Syndicate is an application that allows the multiplexing of several distributed master-slave applications onto a single cluster of machines. It is primarily used for the final lab in MIT 6.824, but may have use-cases outside of this deployment.
A Syndicate cluster consists of a single manager machine, and any
number of cluster volunteers. Users submit jobs in the form of
source code tarballs, which should contain a Makefile with (at least)
two targets: master and slave. Along with the job, the user
specifies the number of machines to use for the job. When that number of
volunteers become available, the manager reserves them, and distributes
the user's source to each volunteer. One volunteer is elected the
master, and make master is executed on that machine in a chroot
rooted in the user's source directory. The remaining reserved volunteers
are marked as slaves, and the manager executes make MASTER=<master_ip> slave on each one in another chroot. The volunteers
are freed when all masters and slaves terminate.

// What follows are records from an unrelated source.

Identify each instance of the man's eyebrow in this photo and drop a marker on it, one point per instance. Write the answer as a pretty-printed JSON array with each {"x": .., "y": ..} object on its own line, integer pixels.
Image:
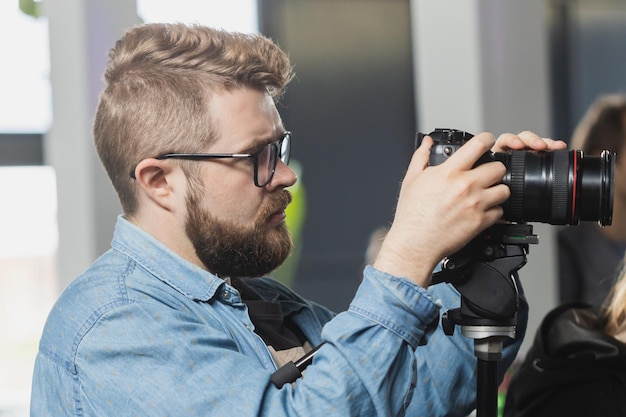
[{"x": 259, "y": 144}]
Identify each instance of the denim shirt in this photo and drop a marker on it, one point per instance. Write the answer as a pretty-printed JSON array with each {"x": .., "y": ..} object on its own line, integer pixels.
[{"x": 145, "y": 333}]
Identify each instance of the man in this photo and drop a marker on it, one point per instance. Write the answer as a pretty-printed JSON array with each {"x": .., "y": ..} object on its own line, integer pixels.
[{"x": 174, "y": 319}]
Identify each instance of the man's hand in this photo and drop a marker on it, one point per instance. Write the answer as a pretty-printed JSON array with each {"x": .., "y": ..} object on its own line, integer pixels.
[{"x": 443, "y": 207}]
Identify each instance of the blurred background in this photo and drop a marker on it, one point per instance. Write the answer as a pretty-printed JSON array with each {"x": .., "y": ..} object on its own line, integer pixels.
[{"x": 370, "y": 73}]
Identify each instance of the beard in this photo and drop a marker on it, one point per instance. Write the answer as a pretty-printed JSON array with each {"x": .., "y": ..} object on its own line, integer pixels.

The intended use for Syndicate is to benchmark student submissions. To that end, the source for a client may be given to the Syndicate manager when it is started. This source is distributed to each volunteer when it initially registers. When a new job is scheduled, a configurable number of clients are also launched (the number of volunteers allocated for a job is padded to accommodate the clients). Specifically
make MASTER=<master_ip> SLAVES<slave1_ip,slave2_ip,...> client
is run on each client volunteer, again chrooted inside the source directory for that client.
To allow the clients to stress-test jobs, the manager exposes a number of special RPCs listed in the table below. Note that a client may only name the IPs belonging to volunteers allocated for that job.
| Method | Function |
|---|---|
Kill(ip) |
Kills any processes spawned by this job on the indicate volunteer |
Revive(ip, with_disk) |
Revives this job on the given volunteer, optionally without its disk (i.e., with its chroot emptied) |
Disconnect(ip) |
Disconnects the given volunteer from all master and slave volunteers |
Reconnect(ip) |
Reconnects the given volunteer to all master and slave volunteers |
Finish() |
Indicates that this client has finished its work |
Note: when the Syndicate is running with clients, the volunteers
will be freed when all the clients have called Finish(). This means
that the master and slaves may be terminated during computation.
Volunteers are assumed to be running from an ephemeral VM disk image, so that a reboot will clear all state on the machine. When a volunteer starts up, it should immediately register with the manager without requiring any user input.